Parquot was known to have created a ring with a large brilliant diamond named the Maillefaud ring, and in the 1761 will of his wife Susanna, she bequeathed a ring as described, along with several others, to her daughter Susanna, and to another a collection of rings, one described as emerald with four brilliant diamonds. All of significant historical value to the company.

During the 18th Century, Eagle & Pearl expanded rapidly as a consortium of owner operators with locations throughout London. The group pooled resources to obtain preferred prices of materials and assisted each other with advancing jewelry design and manufacture.

=== 1751===

In 1751, Paul Bouillard joined Eagle and Pearl and a store was opened on Great Suffolk Street, Haymarket, London.

=== 1752===

In 1752, James Brown joined Eagle and Pearl and a store was opened on Church Street, Soho, London.

=== 1755===

In 1755, Charles Fleuriau joined Eagle and Pearl and a store was opened on Craven Street, London.

=== 1760===

In 1760, an Eagle & Pearl store was opened in Tavistock Street, Convent Garden, London, which was operated by jeweler William Park Fisher.

=== 1772 ===

In 1772, an Eagle & Pearl store was opened at No. 9, Eagle and Pearl, opposite Brook Street in Holborn, London, which was operated until 1802 by jewelers, Richard and Letitia Clarke, and between 1790 and 1793, a relative of Richard, M. Clarke, was a jeweler at the same address.

=== 1780 ===

In 1780, Joseph Silver joined Eagle and Pearl and a store is opened at No. 113 Fetter Lane, London. In 1790, Joseph moved to No. 28, Hatton Garden, London (1790-1832) and then to No. 51, Hatton Garden, London (1838 and 1839).

=== 1802 - 2002 ===

Eagle & Pearl operated locally in London, U.K. During the early to mid 1800s, John Treweek operated what became the main store located on Princes Court, St. Lukes, and was continued there for some time by his descendants.
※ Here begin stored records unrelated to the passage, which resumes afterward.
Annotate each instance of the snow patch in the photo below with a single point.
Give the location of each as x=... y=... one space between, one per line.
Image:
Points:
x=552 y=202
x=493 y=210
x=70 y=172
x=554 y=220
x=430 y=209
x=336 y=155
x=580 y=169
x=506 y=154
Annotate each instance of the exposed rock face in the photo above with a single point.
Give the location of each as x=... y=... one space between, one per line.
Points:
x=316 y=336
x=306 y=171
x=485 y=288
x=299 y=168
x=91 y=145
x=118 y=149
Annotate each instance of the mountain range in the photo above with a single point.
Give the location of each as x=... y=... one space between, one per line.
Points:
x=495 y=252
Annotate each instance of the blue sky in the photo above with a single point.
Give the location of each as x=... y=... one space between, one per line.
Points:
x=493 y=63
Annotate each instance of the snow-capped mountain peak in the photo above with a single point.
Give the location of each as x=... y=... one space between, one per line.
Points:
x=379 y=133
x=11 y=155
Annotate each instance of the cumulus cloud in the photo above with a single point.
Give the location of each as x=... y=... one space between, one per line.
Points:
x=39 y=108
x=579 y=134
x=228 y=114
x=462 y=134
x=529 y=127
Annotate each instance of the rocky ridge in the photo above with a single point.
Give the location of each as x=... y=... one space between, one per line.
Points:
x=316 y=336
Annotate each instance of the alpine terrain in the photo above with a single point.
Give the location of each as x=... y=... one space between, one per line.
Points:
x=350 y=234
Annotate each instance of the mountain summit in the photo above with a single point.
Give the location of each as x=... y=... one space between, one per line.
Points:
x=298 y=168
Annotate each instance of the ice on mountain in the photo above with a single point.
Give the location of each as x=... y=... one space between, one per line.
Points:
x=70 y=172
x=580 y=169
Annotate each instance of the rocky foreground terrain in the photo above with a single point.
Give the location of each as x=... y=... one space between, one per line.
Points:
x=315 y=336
After the expansion of the 18th century, Eagle & Pearl suffered from the effects of continuous wars during the 19th and 20th centuries and many of the owner operators either accepted voluntary insolvency due to a lack of heirs and adequately trained employees or separated their stores from the consortium.

In 1849, the Eagle and Pearl store on Great Suffolk Street was mentioned in the novel titled "The King and the Countess" where a maid was sent by Gardelle, the master of the house, to the store with a letter to request a receipt be written by Mr. Broshet, the owner of the store, and was signed for by the maid and returned to Gardelle.

In Russia watches set with gems were fashionable among the royalty and the wealthy. The Kremlin Museum has a number of them, including a gem-set watch by Peter Parquot Sr, made probably in a Dresden workshop, with a rock crystal and enamel case from the Cabinet of Tsar Nicolas II of Russia (Inv. M3-4143).

=== 2002 - 2005 ===

The current owners have continued Eagle & Pearl and in 2002 purchased a 10-year lease on a retail space in Lincoln, U.K. After extensive renovations to the Lincoln property, the lease for the property was sold and the company became an online retailer.

=== 2005 to Present ===

In 2005, The current owners relocated from England to the United States, moving the Eagle & Pearl operation to the U.S., which currently imports and sells jewelry made by Fei Liu, Kit Heath and Clogau.